Walt Disney Parks and Resorts segment
The Walt Disney Company’s (DIS) parks and resorts are doing extremely well in the United States, and the company continues to add new attractions. In March 2016, Disney announced that it’s looking to add two more cruise ships to its fleet, taking the number to six. However, it doesn’t expect them to be operational until 2021–2023.
Disney has also introduced three-tier pricing at its US theme parks to increase revenue. The company stated in its fiscal 4Q16 earnings call that its three-tier pricing has been very successful in generating revenue for Disney Parks and Resorts. The company believes that with this kind of pricing tiers, the company could cater to the demand during peak periods and improve guest satisfaction.

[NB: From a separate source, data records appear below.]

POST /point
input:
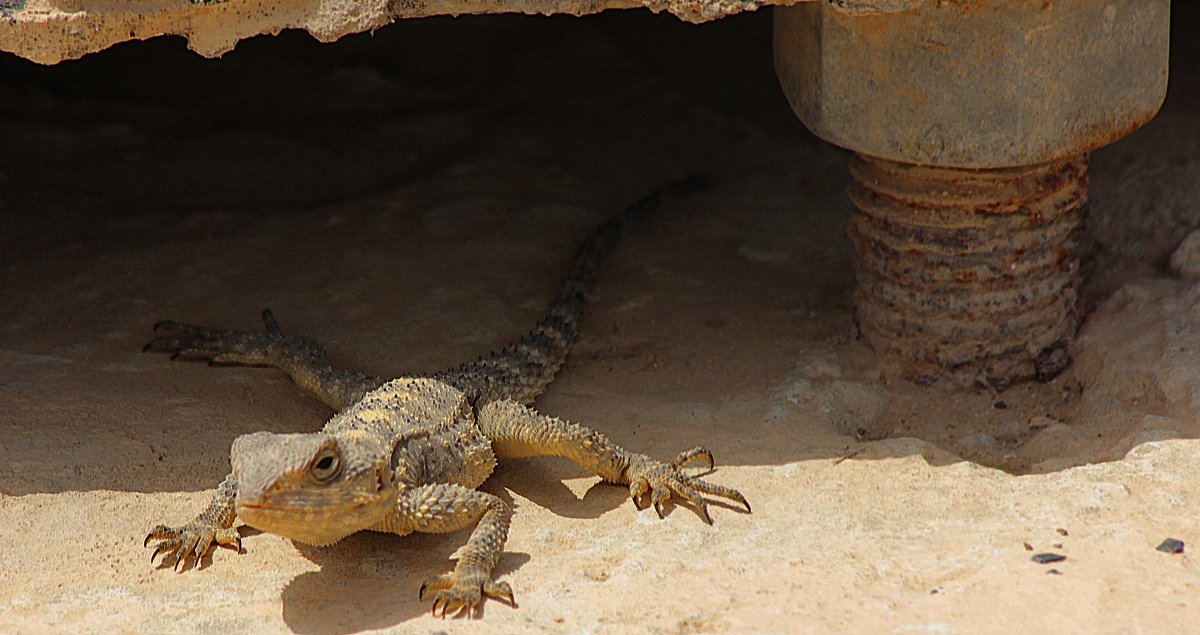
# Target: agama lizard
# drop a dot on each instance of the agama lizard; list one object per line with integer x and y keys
{"x": 406, "y": 455}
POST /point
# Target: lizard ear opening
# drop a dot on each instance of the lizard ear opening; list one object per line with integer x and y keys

The company also indicated that it has seen such high occupancy at its hotels in Orlando and California that it’s thinking about building more hotels at both sites. However, it made no new announcements in its fiscal 4Q16 earnings call.
As you can see in the above graph, Disney Parks and Resorts accounted for 31.0% of the company’s total revenues of $55.6 billion in fiscal 2016. The segment had revenues of $16.9 billion in fiscal 2016.

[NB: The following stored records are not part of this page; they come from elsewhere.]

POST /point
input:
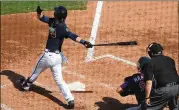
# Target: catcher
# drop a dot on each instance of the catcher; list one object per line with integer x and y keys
{"x": 134, "y": 85}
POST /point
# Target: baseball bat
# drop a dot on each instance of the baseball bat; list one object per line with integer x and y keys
{"x": 128, "y": 43}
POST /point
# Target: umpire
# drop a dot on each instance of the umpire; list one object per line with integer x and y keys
{"x": 162, "y": 80}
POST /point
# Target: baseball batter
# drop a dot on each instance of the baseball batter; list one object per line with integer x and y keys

Disney’s intellectual property is contributing to its success
Disney stated at a MoffettNathanson conference in May this year that an important component of its domestic theme park success was its focus on adding attractions around its core franchises and brands. The company has also been successful in growing its operating margins for its theme parks by managing costs well.
The company said in its fiscal 2016 earnings call that it has just begun to fully harness its intellectual property, with Star Wars being its biggest success so far. The company further stated that it’s expanding its theme parks in Orlando and California with new attractions.